In the 1640s, when the second generation of fijnschilders appeared in Leiden, there were no signs of a crisis in the art market. On the contrary, to judge from the growing number of active painters, it would have appeared that the city was on the verge of a period of great flowering. Although the departure of Rembrandt, Lievens and other preeminent painters in the early 1630s did initially lead to artistic stagnation in Leiden, the early 1640s welcomed the portraitist Pieter Dubordieu (1609/10–78), the still-life painter Pieter de Ring (ca. 1615–60), and the portrait and history painter Abraham van den Tempel (1622/3–72). Not long thereafter, Jan Steen (1626–79) and Gabriel Metsu () also became active in Leiden. The local painters’ community would reach its maximum level in 1649 with a total of fifty-four painters.

The gradual rise in the number of painters would ultimately lead to some problems. As mentioned above, in 1642 the request of the Leiden painters to found a guild had been denied, but the town council would grant it in 1648. Prior to this date, thirty-one Leiden artists had joined together in 1633 in an informal group that met every two weeks, at which times they recorded the sales of their paintings. They also complained about the swelling stream of paintings from elsewhere, which undoubtedly led the town council to permit the painters’ community to found a guild. Yet it never became a guild in the real sense of the word. While the painters annually elected to the board called themselves “deken” (dean) or “hoofdman” (headman), in the eyes of the burgomasters they were simply “opzienders” (supervisors), charged with regulating the painting trade.

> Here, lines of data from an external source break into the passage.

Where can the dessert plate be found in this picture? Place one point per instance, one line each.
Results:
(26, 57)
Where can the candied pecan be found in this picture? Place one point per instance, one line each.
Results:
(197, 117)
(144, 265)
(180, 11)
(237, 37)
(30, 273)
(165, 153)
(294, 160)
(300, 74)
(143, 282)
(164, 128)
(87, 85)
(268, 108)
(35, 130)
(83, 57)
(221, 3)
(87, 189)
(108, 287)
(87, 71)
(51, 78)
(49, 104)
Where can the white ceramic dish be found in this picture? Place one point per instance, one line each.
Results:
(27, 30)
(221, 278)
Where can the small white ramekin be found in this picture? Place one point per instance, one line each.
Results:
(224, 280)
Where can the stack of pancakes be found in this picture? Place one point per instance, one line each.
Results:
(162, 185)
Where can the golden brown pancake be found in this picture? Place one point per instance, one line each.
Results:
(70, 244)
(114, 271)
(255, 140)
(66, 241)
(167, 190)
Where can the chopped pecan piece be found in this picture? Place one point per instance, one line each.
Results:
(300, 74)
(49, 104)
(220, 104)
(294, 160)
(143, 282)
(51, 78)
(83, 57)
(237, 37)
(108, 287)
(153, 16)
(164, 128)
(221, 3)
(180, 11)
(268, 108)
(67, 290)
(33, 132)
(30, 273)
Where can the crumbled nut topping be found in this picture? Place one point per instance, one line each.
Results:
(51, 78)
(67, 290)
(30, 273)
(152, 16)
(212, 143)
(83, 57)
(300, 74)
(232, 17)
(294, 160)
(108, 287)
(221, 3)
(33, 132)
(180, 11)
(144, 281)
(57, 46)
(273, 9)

Considerable quantities of paintings had been imported to Leiden for a long time, as is indicated by the large share of non-Leiden painters represented in the 258 Leiden estate inventories. Almost 49 percent of the 3,756 attributed paintings were works by non-Leiden artists. Many of these imported paintings came from Haarlem: of the 1,806 non-Leiden attributions, 693 (more than 38 percent) have a Haarlem provenance. This situation became acute in the early 1640s because of the marked rise in the number of artists in Leiden, who started saturating the market. A number of these artists had moved to Leiden from other cities. For example, three painters from Delft settled in Leiden in the 1640s, and no less than nine in the 1650s, including in 1655 Hendrick van der Burgh (1627–after 1664), the brother-in-law of Pieter de Hooch, and Barent Fabritius (1624–73), whose brother Carel had died in the disastrous gunpowder magazine explosion in Delft. Jan Steen, who had left Leiden earlier in 1649, also returned from Delft in 1657, although he only stayed in Leiden for a short period of time.

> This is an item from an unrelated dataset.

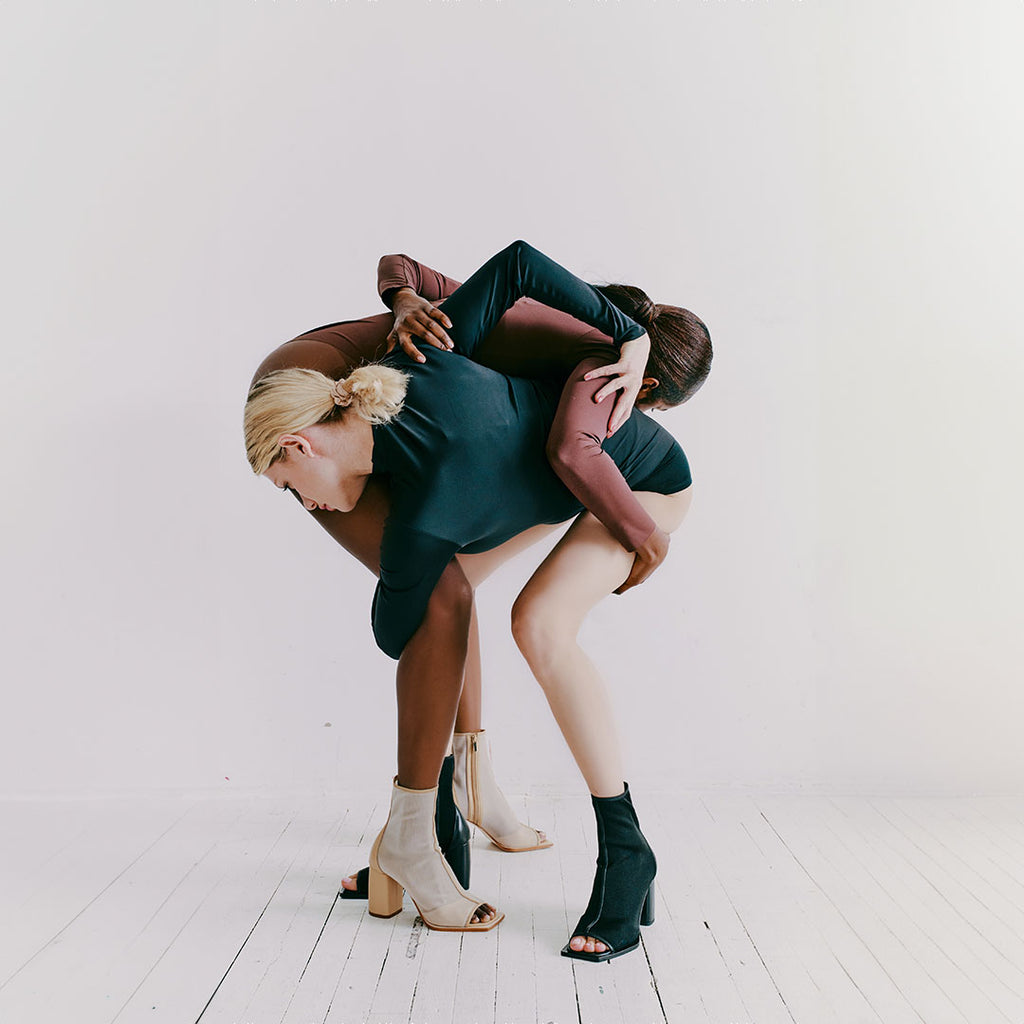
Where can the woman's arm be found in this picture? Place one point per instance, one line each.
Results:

It seems as though in 1642 painters did not realize that the arrival of ever more new colleagues would overwhelm the Leiden market. Although the actual decline set in only in the 1670s, when the Leiden textile industry had passed its peak, the first signs were visible already in the 1650s, when more painters left the city than arrived there from elsewhere. Gabriel Metsu was also among those who left Leiden in the 1650s. Around 1655 he found his way to Amsterdam, where the demand for paintings—judging from the number of painters—would stagnate only in the 1660s. Jan Steen left Leiden, once again, in 1660 and settled in Haarlem (). The painters who had earlier come from Delft, Van der Burgh and Fabritius, left for Amsterdam that same year, as did Abraham van den Tempel. Moreover, the profession began to lose some of its appeal to the young local talent: the number of Leiden-born painters who established a workshop in the 1650s was significantly lower than in the preceding decade, a trend that persisted in the following decades.

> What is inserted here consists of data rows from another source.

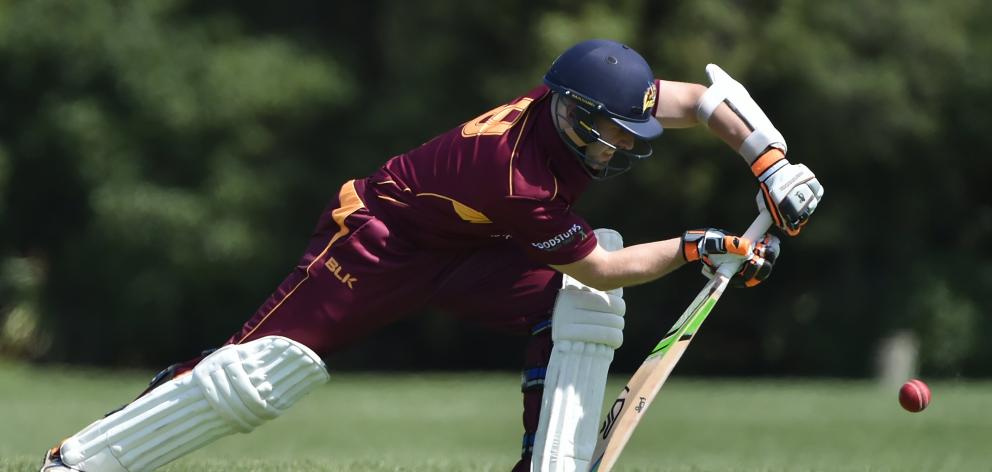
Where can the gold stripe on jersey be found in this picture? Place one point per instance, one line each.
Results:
(513, 153)
(349, 203)
(496, 121)
(463, 211)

Gerrit Dou and Frans van Mieris had no need or desire to leave Leiden. They did not work for the open market but for a select group of art lovers who, even when they did not live in Leiden, knew how to find their way to their workshops. Leiden was not the only city where the diminishing demand for new paintings would seriously affect employment opportunities: ultimately, not a single city would escape the decline.

Pieter Cornelisz van Slingelandt, Jacob Toorenvliet, and Dominicus van Tol

Pieter Cornelisz van Slingelandt, like Frans van Mieris, belongs to the generation of Leiden fijnschilders who embarked on their careers between around 1655 and 1665. Like Van Mieris, Van Slingelandt was a pupil of Dou; the city chronicler, Simon van Leeuwen (1625–82), held them both in high regard: in 1672 he noted “dat sy haar Meester gelijk werden, ende waar het mogelijk, te boven sullen gaan” (that they are equal to their master, and may possibly go on to surpass him). He had achieved fame as early as 1663, when the French traveler Balthasar de Monconys (1611–65) mentioned Van Slingelandt, only just then active as an independent painter, together with Dou and Van Mieris, creating the impression that he viewed them as equals. Slingelandt’s refined painting style is evident in his small-scale Portrait of a Man Reading a Book (), now in The Leiden Collection. It is thus not so surprising that along with paintings by Dou and Van Mieris, Cosimo III de’ Medici also owned work by Van Slingelandt, even though no visit to his workshop is documented.

Van Leeuwen commented on the prices that Van Slingelandt charged for his work. When De Monconys offered the painter “60 escus” for a small painting, the painter demanded 400 guilders for it. Five years later, in 1668, his prices were even more exorbitant, as he charged 1500 guilders for a portrait. We associate these kinds of prices only with Dou and Van Mieris. Like them, he based his prices in part on the number of hours that he worked, which could add up. Regarding the above mentioned portrait, Houbraken noted that “hy een maand of zes weken heeft zitten schilderen over een Bef met kant” (he spent a month or six weeks painting a lace jabot).

All of this augured well for a successful career, yet in the end Van Slingelandt did not attain the same fame that Dou and Van Mieris enjoyed both in and outside of the Dutch Republic. Financially, too, his career left much to be desired. A contributing factor to his financial difficulties surely was “zyne tydslytende wyze van schilderen” (his time-consuming manner of painting), which kept production low.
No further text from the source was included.